Exact Consistency Under Partial Views: Graph Colorability, Capacity, and Equality in Multi-Location Encodings
This work addresses consistency issues in distributed systems and data management, providing foundational insights with broad applications, though it appears incremental in extending graph-theoretic concepts to encoding problems.
The paper tackles the problem of exact consistency in multi-location encodings by developing a structural theory of failure, showing that exact recovery is equivalent to graph colorability and deriving asymptotic capacity bounds using Lovász-ϑ. It applies this theory to systems like programming runtimes and databases, establishing conditions for verifiable structural integrity.

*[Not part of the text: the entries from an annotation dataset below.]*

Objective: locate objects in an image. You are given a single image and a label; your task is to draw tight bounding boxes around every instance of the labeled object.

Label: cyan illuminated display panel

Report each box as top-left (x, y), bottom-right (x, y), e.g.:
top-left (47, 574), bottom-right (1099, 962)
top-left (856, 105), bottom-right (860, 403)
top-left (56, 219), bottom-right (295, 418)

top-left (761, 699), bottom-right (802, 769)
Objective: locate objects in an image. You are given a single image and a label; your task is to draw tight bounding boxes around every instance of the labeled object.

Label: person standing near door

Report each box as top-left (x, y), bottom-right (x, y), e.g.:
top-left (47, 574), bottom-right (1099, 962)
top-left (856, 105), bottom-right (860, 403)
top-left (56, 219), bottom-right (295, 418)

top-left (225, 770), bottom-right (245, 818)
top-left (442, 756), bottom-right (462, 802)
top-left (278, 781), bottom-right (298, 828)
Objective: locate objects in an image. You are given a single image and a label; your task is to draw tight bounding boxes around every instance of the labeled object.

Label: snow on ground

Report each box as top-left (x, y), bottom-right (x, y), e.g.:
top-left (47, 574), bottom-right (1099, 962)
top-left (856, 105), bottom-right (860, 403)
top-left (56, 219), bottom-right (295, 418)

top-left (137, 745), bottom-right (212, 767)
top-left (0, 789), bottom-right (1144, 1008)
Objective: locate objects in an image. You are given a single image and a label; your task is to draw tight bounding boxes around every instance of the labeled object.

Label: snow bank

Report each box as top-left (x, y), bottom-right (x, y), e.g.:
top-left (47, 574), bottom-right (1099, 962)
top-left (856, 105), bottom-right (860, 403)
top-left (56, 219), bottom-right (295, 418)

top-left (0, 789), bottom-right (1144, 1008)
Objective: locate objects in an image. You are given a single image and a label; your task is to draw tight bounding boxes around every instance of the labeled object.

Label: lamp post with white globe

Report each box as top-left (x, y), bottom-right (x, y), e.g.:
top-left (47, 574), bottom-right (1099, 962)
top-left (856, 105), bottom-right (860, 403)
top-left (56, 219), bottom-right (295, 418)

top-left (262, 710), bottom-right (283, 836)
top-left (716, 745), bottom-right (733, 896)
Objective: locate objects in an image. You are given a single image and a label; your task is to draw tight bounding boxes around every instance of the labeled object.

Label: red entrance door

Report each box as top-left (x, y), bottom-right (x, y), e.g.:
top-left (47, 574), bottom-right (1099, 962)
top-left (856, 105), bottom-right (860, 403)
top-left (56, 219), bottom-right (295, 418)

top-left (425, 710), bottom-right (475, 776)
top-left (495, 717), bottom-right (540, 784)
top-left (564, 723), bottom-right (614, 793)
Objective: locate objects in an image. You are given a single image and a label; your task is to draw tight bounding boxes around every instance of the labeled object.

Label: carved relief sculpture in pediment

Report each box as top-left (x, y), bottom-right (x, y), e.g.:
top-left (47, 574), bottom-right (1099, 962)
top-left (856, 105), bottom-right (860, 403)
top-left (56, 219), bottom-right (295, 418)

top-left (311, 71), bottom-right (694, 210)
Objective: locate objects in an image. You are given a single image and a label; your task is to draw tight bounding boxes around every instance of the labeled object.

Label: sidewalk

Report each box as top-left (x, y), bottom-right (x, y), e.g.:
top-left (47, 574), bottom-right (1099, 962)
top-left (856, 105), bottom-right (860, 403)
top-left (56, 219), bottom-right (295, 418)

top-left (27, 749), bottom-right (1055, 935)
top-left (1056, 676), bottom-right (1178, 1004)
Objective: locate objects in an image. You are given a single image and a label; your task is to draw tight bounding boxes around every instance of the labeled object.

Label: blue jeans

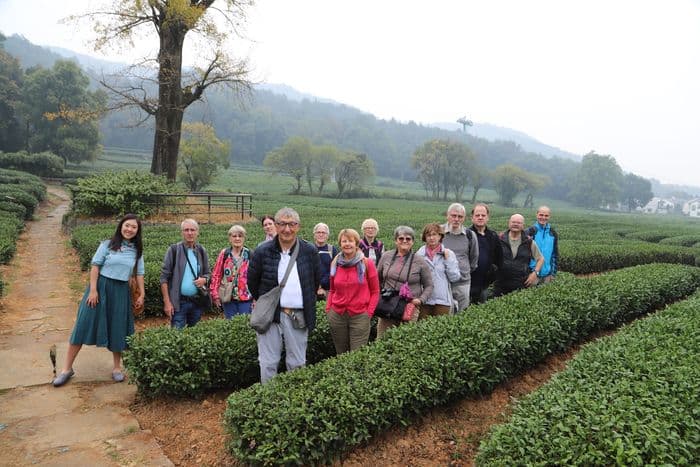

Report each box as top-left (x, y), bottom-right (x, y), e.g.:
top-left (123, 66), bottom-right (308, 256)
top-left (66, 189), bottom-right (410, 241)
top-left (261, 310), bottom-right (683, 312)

top-left (170, 297), bottom-right (202, 329)
top-left (223, 300), bottom-right (253, 319)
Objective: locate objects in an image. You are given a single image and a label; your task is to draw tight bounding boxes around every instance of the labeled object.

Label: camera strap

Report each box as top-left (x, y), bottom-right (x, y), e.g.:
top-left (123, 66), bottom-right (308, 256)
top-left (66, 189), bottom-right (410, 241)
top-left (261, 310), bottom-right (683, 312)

top-left (382, 251), bottom-right (413, 290)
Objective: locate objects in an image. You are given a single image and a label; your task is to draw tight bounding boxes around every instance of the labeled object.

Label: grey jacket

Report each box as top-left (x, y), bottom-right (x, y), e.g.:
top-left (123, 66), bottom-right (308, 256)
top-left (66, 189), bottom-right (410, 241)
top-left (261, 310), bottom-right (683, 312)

top-left (416, 245), bottom-right (461, 306)
top-left (160, 242), bottom-right (211, 310)
top-left (442, 224), bottom-right (479, 283)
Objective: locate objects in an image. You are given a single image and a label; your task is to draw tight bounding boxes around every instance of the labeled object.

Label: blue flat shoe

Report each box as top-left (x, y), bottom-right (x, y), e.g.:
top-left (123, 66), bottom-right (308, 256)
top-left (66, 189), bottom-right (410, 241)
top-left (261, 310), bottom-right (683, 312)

top-left (53, 368), bottom-right (75, 388)
top-left (112, 371), bottom-right (126, 383)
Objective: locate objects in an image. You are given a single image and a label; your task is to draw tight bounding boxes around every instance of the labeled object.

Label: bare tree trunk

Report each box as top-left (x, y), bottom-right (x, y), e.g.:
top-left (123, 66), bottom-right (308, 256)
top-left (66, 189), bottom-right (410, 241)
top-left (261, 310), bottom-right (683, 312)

top-left (151, 22), bottom-right (187, 181)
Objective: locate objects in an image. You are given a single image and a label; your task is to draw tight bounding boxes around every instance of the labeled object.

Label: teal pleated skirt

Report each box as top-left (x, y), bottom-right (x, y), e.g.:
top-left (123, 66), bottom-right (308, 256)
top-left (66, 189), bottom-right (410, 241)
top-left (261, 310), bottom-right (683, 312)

top-left (70, 276), bottom-right (134, 352)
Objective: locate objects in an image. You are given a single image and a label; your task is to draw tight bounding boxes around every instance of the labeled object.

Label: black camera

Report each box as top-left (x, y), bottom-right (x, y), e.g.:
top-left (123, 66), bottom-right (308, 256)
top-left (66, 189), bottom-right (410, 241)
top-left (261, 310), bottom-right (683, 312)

top-left (382, 287), bottom-right (396, 298)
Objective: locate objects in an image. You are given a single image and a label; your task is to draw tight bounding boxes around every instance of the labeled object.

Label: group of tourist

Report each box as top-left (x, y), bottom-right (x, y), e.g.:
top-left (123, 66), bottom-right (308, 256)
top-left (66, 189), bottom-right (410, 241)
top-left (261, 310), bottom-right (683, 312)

top-left (53, 203), bottom-right (559, 387)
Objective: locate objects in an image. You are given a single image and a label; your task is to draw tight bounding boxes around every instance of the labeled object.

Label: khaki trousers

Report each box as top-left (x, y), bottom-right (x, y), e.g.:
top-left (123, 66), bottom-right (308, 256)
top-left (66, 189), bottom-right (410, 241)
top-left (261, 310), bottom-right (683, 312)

top-left (327, 310), bottom-right (370, 355)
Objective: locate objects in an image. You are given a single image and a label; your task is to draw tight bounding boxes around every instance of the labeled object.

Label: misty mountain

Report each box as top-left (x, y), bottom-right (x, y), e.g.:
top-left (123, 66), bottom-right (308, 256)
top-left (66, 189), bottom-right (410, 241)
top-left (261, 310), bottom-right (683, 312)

top-left (430, 122), bottom-right (581, 162)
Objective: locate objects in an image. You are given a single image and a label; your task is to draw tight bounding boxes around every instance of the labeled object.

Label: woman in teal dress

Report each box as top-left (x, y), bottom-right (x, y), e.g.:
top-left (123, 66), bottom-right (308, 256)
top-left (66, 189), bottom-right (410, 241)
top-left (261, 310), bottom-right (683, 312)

top-left (53, 214), bottom-right (145, 387)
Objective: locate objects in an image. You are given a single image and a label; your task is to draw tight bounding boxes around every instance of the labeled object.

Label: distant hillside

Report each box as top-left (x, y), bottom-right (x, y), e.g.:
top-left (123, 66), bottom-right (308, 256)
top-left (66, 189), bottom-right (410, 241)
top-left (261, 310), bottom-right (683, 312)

top-left (432, 122), bottom-right (581, 162)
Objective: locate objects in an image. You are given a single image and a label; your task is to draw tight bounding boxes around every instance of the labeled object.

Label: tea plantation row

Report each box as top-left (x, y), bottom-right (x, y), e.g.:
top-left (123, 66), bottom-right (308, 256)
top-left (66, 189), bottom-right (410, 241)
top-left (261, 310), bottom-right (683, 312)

top-left (477, 294), bottom-right (700, 466)
top-left (0, 169), bottom-right (46, 295)
top-left (217, 264), bottom-right (700, 464)
top-left (71, 223), bottom-right (700, 316)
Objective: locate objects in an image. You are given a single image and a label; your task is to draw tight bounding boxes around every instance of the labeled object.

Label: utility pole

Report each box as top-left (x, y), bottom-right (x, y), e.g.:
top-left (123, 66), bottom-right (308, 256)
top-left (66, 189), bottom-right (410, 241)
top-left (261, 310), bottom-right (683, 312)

top-left (457, 116), bottom-right (474, 133)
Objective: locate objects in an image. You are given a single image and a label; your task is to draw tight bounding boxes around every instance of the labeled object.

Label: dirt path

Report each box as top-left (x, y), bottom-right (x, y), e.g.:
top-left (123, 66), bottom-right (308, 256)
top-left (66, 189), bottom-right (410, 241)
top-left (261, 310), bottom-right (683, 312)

top-left (0, 186), bottom-right (173, 466)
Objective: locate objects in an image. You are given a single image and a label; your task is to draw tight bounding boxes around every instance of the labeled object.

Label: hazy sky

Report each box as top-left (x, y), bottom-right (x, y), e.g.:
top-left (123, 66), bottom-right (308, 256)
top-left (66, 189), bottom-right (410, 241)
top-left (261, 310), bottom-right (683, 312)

top-left (0, 0), bottom-right (700, 186)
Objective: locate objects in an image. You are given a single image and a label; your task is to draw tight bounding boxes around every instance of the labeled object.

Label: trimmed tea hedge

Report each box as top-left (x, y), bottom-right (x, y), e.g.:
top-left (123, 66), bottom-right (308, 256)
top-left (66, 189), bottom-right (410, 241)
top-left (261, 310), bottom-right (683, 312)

top-left (225, 264), bottom-right (700, 464)
top-left (659, 234), bottom-right (700, 246)
top-left (69, 170), bottom-right (179, 216)
top-left (124, 304), bottom-right (335, 397)
top-left (477, 294), bottom-right (700, 466)
top-left (0, 151), bottom-right (64, 177)
top-left (559, 240), bottom-right (696, 274)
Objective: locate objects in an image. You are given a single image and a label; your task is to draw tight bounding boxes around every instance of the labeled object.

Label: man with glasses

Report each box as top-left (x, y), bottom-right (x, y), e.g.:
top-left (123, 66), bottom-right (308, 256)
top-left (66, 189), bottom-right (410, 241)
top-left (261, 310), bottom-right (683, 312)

top-left (442, 203), bottom-right (479, 312)
top-left (469, 203), bottom-right (501, 303)
top-left (494, 214), bottom-right (544, 297)
top-left (248, 208), bottom-right (321, 383)
top-left (526, 206), bottom-right (559, 284)
top-left (160, 219), bottom-right (210, 329)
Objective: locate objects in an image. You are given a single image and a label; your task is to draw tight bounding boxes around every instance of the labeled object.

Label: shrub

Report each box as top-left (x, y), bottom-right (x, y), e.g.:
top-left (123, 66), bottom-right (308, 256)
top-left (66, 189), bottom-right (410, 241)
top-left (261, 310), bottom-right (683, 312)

top-left (0, 201), bottom-right (27, 219)
top-left (559, 241), bottom-right (696, 274)
top-left (0, 185), bottom-right (39, 219)
top-left (0, 151), bottom-right (64, 177)
top-left (225, 264), bottom-right (700, 464)
top-left (477, 294), bottom-right (700, 466)
top-left (659, 234), bottom-right (700, 246)
top-left (0, 169), bottom-right (46, 201)
top-left (124, 304), bottom-right (335, 397)
top-left (70, 170), bottom-right (174, 217)
top-left (0, 211), bottom-right (24, 264)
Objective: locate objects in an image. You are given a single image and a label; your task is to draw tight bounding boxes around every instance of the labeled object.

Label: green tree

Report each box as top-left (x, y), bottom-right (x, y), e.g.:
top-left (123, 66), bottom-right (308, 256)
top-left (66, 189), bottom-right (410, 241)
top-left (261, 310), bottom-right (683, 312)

We construct a structural theory of failure for multi-location encodings. Admissible partial views induce a confusability graph on latent tuples; in the exact coordinate-view model, this graph class is exactly characterized by upward-closed families of coordinate-agreement sets, and exact recovery with a $T$-ary tag is equivalent to $T$-colorability. Repeated composition yields strong powers, so the normalized block-rate sequence converges to asymptotic Shannon capacity bounded above by Lovász-$\vartheta$. The upper theory is sharp whenever confusability is transitive; meet-witnessing and fiber coherence provide checkable sufficient conditions for that collapse. Under an affine restriction, the coordinate structure yields a representable matroid whose rank bounds confusability. The theory applies uniformly to programming-language runtimes, databases, and dependency managers: causal propagation together with provenance observability are necessary and sufficient for verifiable structural integrity.